The U.S. Census Bureau and the U.S. Department of Housing & Urban Development (HUD) reported that single-family housing starts in July were at a rate of 782,000, a substantial 12.8 percent increase from the revised June figure of 693,000. Privately-owned housing starts in July saw a much less considerable month-over-month increase of 0.2 percent for a seasonally adjusted annual rate of 1,206,000, although the year-over-year rate saw a 10.1 percent spike.
Privately-owned housing units authorized by building permits in July were at a seasonally adjusted annual rate of 1,119,000, which is 16.3 percent below the revised June rate of 1,337,000, but is 7.5 percent above the July 2014 estimate of 1,041,000. Single-family authorizations in July were at a rate of 679,000, which is 1.9 percent below the revised June figure of 692,000.
Privately-owned housing completions in July were at a seasonally adjusted annual rate of 987,000, which is 2.4 percent above the revised June estimate of 964,000 and is 14.6 percent above the July 2014 rate of 861,000.

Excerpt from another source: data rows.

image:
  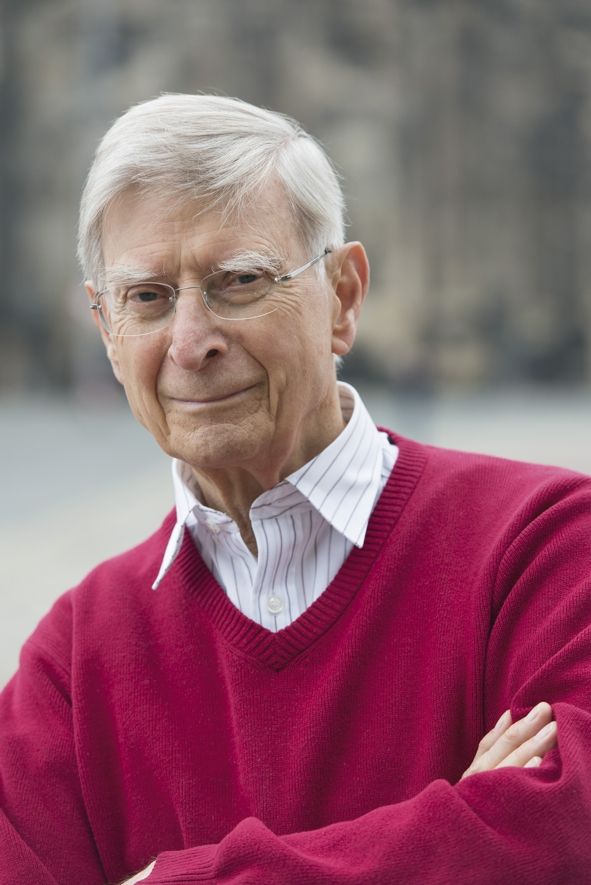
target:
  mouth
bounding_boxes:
[169,384,256,408]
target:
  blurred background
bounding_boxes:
[0,0,591,684]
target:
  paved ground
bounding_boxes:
[0,390,591,684]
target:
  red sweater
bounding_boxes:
[0,439,591,885]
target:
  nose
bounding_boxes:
[168,285,228,372]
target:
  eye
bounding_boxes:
[124,283,173,308]
[221,270,265,291]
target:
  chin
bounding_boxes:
[169,424,266,470]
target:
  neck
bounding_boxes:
[193,390,345,556]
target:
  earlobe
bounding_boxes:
[332,242,369,356]
[84,280,123,384]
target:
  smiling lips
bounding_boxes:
[170,384,255,406]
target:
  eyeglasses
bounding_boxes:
[90,249,332,338]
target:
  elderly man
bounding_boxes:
[0,95,591,885]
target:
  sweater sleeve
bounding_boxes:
[146,474,591,885]
[0,600,106,885]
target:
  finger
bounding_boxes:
[470,710,511,767]
[469,701,552,773]
[497,722,558,768]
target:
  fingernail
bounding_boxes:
[493,710,511,731]
[536,722,556,741]
[525,756,542,768]
[525,704,542,722]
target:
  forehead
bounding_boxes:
[103,184,300,269]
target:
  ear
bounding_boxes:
[331,242,369,356]
[84,280,123,384]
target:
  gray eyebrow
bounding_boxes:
[104,264,162,286]
[104,249,283,287]
[217,249,283,274]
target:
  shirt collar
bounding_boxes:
[153,381,384,589]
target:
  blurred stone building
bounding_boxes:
[0,0,591,390]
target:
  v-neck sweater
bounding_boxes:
[0,436,591,885]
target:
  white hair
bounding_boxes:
[78,94,344,283]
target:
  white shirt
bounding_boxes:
[153,382,398,632]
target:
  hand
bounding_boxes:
[462,701,557,779]
[121,861,156,885]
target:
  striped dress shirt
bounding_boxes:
[153,382,398,632]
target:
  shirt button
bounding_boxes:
[267,596,283,615]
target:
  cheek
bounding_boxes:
[119,345,160,425]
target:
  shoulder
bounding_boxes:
[22,511,174,672]
[381,428,591,527]
[386,427,591,492]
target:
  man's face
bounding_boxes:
[89,186,366,482]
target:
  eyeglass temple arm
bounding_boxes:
[275,248,332,283]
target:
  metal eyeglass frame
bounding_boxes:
[89,247,333,337]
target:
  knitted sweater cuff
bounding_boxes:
[150,845,218,885]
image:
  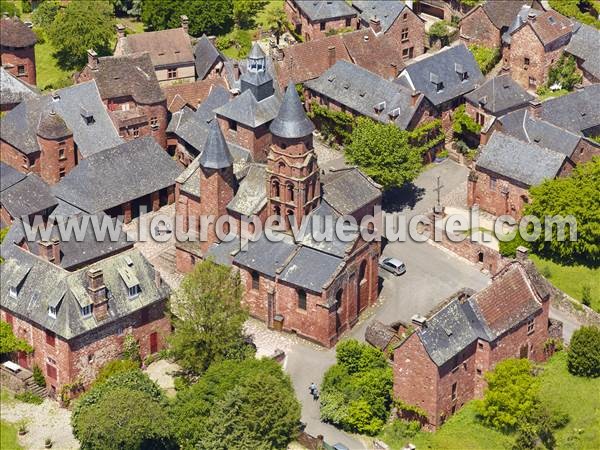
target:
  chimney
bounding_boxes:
[410,91,421,106]
[88,50,98,70]
[527,100,542,119]
[117,23,125,39]
[410,314,427,328]
[369,16,381,34]
[515,245,529,263]
[327,46,335,67]
[86,268,108,321]
[179,15,190,33]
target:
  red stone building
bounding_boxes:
[176,83,381,347]
[284,0,358,41]
[0,224,171,395]
[0,17,37,85]
[503,9,573,90]
[76,50,167,148]
[393,261,551,429]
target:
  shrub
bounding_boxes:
[33,364,46,387]
[567,326,600,378]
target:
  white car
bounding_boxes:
[379,258,406,276]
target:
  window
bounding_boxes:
[298,289,306,310]
[127,284,140,299]
[527,317,535,334]
[81,305,92,317]
[46,330,56,347]
[400,28,408,42]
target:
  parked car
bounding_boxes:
[379,258,406,276]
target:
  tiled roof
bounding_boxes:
[396,44,484,106]
[465,74,535,115]
[294,0,356,21]
[476,131,566,186]
[54,137,182,214]
[89,52,165,104]
[0,17,37,48]
[123,28,194,67]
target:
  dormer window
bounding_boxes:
[127,284,140,300]
[80,305,94,317]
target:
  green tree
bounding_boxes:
[31,0,60,30]
[141,0,233,36]
[169,260,250,374]
[73,387,177,450]
[171,358,300,450]
[48,0,115,69]
[567,327,600,378]
[321,339,392,435]
[0,321,33,355]
[345,117,423,189]
[525,157,600,263]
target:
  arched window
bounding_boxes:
[271,180,279,198]
[298,289,306,309]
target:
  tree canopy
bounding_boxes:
[47,0,115,69]
[171,358,300,450]
[169,260,252,374]
[525,157,600,263]
[345,117,423,189]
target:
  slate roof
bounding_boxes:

So, how are homeowners paying for these properties? Increasingly, fewer people are bypassing lenders in favor of cash sales. New data from CoreLogic found cash sales made up 31.9 percent of total home sales in May, down from 35.1 percent in May 2014; on a monthly measurement, May’s level was 1.7 percentage points below the April level. May marks the 29th consecutive month of declining cash sales activities, which peaked in January 2011 at 46.5 percent of total home sales; prior to the 2008 economic crash, cash sales averaged about 25 percent of total home sale activity.
The majority of cash sales in May belonged to real estate-owned (REO) sales, which registered 56.1 percent of activity, followed by resales at 31.5 percent, short sales at 30.1 percent and newly constructed homes at 14.7 percent. Florida had the largest share of any state-specific cash sales in May at 47.8 percent, followed by New York (45.8 percent), New Jersey (45.8 percent), Alabama (44.2 percent) and Michigan (38.4 percent).